Doctor Gary, followed by Gilligan, descended nattily from Donald’s room, smoothing the set of his coat, dusting his hands with a silk handkerchief. The rector appeared hugely from his study, saying: “Well, Doctor?”

Doctor Gary rolled a slender cigarette from a cloth sack, returning the sack to its lair in his cuff. When carried in his pocket it made a bulge in the cloth. He struck a match.

“Who feeds him at table?”

The rector, surprised, answered: “Emmy has been giving him his meals⁠—helping him, that is,” he qualified.

“Put it in his mouth for him?”

“No, no. She merely guides his hand. Why do you ask?”

“Who dresses and undresses him?”

“Mr. Gilligan here assists him. But why⁠—”

“Have to dress and undress him like a baby, don’t you?” he turned sharply to Gilligan.

“Kind of,” Gilligan admitted. Mrs. Powers came out of the study and Doctor Gary nodded briefly to her. The rector said:

“But why do you ask, Doctor?”

The doctor looked at him sharply. “Why? Why?” he turned to Gilligan. “Tell him,” he snapped.

The rector gazed at Gilligan. Don’t say it, his eyes seemed to plead. Gilligan’s glance fell. He stood dumbly gazing at his feet and the doctor said abruptly: “Boy’s blind.
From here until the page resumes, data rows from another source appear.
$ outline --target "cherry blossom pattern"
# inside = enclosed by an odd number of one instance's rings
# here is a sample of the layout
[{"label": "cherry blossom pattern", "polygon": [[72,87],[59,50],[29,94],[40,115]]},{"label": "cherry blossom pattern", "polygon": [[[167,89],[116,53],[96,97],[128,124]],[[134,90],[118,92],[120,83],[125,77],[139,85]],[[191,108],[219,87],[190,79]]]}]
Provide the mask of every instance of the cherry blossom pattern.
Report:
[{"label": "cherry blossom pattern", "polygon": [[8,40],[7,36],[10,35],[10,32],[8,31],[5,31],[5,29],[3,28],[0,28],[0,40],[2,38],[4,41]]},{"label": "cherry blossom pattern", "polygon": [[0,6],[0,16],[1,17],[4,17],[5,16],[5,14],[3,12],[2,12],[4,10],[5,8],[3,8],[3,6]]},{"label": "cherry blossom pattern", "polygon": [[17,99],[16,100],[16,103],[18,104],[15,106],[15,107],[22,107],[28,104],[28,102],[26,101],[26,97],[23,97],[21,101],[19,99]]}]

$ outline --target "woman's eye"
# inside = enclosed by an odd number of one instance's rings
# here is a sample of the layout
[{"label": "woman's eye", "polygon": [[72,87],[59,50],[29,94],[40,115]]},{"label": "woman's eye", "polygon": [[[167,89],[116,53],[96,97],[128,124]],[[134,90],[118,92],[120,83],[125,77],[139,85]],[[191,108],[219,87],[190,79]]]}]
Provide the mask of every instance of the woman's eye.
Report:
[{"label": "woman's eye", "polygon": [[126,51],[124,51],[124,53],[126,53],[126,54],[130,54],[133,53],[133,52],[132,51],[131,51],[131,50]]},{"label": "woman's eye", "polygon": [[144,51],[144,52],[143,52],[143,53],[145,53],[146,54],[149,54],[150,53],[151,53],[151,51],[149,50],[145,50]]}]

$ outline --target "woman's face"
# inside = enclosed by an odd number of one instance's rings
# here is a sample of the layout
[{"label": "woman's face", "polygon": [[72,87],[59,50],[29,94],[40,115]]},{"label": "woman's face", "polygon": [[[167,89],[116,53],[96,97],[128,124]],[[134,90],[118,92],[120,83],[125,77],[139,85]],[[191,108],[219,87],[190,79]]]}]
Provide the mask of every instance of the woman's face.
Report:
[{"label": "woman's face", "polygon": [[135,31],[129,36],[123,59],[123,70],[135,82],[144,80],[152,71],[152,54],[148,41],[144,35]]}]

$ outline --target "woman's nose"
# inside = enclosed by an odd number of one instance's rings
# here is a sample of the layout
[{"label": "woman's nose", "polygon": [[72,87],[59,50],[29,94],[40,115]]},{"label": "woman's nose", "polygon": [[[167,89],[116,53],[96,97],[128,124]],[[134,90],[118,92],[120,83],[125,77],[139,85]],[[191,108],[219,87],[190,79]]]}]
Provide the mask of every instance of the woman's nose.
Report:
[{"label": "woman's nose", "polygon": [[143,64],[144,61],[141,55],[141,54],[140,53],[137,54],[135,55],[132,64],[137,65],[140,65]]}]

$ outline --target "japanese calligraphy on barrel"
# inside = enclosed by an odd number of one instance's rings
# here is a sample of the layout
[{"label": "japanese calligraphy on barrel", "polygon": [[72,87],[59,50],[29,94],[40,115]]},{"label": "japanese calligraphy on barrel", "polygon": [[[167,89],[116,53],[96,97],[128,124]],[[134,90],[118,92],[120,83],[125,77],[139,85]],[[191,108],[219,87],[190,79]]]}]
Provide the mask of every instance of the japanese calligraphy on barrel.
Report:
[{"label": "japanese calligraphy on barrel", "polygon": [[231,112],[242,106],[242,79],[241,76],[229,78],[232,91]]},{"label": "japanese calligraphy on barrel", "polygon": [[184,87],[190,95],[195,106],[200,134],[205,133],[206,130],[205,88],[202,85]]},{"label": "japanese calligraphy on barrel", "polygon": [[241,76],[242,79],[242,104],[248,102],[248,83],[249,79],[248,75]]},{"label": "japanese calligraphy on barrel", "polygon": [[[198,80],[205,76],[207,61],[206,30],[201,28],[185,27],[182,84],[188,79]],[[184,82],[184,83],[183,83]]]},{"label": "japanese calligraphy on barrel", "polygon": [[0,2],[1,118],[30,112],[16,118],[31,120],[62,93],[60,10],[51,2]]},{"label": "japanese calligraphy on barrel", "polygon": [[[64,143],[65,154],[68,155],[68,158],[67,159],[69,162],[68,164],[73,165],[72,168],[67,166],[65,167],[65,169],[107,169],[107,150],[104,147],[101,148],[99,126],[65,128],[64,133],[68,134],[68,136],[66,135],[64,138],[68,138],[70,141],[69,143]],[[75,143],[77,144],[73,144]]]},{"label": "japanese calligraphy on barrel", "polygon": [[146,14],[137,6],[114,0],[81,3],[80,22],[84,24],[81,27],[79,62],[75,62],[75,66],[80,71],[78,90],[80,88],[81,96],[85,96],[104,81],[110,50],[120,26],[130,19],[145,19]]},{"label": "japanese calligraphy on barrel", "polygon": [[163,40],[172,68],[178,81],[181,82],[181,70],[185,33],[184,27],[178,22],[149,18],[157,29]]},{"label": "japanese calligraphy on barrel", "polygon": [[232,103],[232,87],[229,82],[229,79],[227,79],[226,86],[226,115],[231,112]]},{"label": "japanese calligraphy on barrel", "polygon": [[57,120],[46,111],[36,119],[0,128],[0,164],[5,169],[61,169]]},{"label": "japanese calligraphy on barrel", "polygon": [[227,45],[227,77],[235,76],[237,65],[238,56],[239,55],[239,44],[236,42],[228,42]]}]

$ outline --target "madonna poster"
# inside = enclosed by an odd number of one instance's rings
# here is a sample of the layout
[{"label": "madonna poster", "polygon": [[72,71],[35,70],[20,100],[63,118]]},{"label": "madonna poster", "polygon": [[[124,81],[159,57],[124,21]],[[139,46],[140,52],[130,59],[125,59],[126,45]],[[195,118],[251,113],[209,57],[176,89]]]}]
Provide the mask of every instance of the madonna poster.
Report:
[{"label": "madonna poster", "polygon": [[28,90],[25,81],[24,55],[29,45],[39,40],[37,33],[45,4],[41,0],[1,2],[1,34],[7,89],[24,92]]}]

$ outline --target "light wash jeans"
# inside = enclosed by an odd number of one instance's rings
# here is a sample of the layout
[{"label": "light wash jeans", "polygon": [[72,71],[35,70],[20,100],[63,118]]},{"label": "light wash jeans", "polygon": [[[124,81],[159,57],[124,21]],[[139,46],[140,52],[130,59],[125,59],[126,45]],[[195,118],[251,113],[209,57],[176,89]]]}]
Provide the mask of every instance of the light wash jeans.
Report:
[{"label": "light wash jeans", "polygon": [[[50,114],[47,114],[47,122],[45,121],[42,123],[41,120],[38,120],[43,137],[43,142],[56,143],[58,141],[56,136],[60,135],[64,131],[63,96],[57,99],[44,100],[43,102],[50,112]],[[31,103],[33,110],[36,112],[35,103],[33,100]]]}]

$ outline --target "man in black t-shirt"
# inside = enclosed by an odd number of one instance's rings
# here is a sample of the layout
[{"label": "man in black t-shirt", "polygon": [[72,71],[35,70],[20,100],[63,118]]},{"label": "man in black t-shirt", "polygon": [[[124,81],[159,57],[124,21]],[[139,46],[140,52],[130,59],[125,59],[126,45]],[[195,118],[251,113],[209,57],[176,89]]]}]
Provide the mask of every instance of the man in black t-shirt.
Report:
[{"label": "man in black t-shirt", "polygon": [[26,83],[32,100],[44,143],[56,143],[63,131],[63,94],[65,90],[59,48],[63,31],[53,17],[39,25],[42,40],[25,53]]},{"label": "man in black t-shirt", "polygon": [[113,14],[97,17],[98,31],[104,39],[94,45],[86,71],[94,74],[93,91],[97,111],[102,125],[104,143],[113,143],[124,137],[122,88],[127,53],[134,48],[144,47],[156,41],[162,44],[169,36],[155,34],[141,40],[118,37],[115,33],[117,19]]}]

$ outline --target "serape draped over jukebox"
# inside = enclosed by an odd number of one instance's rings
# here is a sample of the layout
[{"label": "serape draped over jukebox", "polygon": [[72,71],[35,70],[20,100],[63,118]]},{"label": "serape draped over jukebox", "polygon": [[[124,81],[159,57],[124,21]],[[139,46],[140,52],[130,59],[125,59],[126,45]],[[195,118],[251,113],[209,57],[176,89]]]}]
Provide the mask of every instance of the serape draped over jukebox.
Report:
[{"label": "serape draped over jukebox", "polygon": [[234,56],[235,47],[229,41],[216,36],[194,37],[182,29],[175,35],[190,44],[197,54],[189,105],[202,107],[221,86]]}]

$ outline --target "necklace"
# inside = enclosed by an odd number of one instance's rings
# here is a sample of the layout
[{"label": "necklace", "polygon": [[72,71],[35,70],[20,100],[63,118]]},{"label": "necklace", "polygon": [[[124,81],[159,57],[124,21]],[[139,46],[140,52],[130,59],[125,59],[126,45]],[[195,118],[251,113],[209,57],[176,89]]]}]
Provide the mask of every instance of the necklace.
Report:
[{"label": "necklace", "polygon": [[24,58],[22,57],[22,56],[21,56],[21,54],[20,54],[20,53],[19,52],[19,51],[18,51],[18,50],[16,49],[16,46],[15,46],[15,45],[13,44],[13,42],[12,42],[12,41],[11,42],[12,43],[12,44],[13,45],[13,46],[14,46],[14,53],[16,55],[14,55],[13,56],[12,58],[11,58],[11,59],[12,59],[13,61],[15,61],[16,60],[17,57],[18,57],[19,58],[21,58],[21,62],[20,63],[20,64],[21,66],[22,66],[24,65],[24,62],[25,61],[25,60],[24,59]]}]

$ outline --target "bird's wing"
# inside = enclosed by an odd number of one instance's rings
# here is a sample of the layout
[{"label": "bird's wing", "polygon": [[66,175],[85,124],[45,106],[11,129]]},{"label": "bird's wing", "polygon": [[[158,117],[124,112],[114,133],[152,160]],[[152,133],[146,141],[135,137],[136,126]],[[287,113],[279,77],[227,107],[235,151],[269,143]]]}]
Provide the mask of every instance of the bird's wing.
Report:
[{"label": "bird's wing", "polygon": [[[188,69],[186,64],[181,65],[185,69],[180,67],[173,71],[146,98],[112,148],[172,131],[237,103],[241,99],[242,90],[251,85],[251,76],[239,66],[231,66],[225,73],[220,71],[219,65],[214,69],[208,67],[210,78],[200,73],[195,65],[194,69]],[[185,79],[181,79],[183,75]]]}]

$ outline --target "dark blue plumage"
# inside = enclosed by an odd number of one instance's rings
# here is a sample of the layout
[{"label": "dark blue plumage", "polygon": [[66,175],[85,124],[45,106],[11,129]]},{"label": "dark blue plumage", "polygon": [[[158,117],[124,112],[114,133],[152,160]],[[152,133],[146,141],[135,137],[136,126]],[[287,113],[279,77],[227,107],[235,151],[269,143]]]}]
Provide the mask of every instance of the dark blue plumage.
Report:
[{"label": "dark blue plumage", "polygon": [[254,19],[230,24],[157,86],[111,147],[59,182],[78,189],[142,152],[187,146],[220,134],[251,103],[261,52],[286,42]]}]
Been blind three or four days. How you didn’t know it I can’t see.” He settled his coat and took his derby hat. “Why didn’t you tell?” he asked Gilligan. “You knew, didn’t you? Well, no matter. I’ll look in again tomorrow. Good day, madam. Good day.”

Mrs. Powers took the rector’s arm. “I hate that man,” she said. “Damn little snob. But don’t you mind, Uncle Joe. Remember, that Atlanta doctor told us he would lose his sight. But doctors don’t know everything: who knows, perhaps when he gets strong and well he can have his sight restored.”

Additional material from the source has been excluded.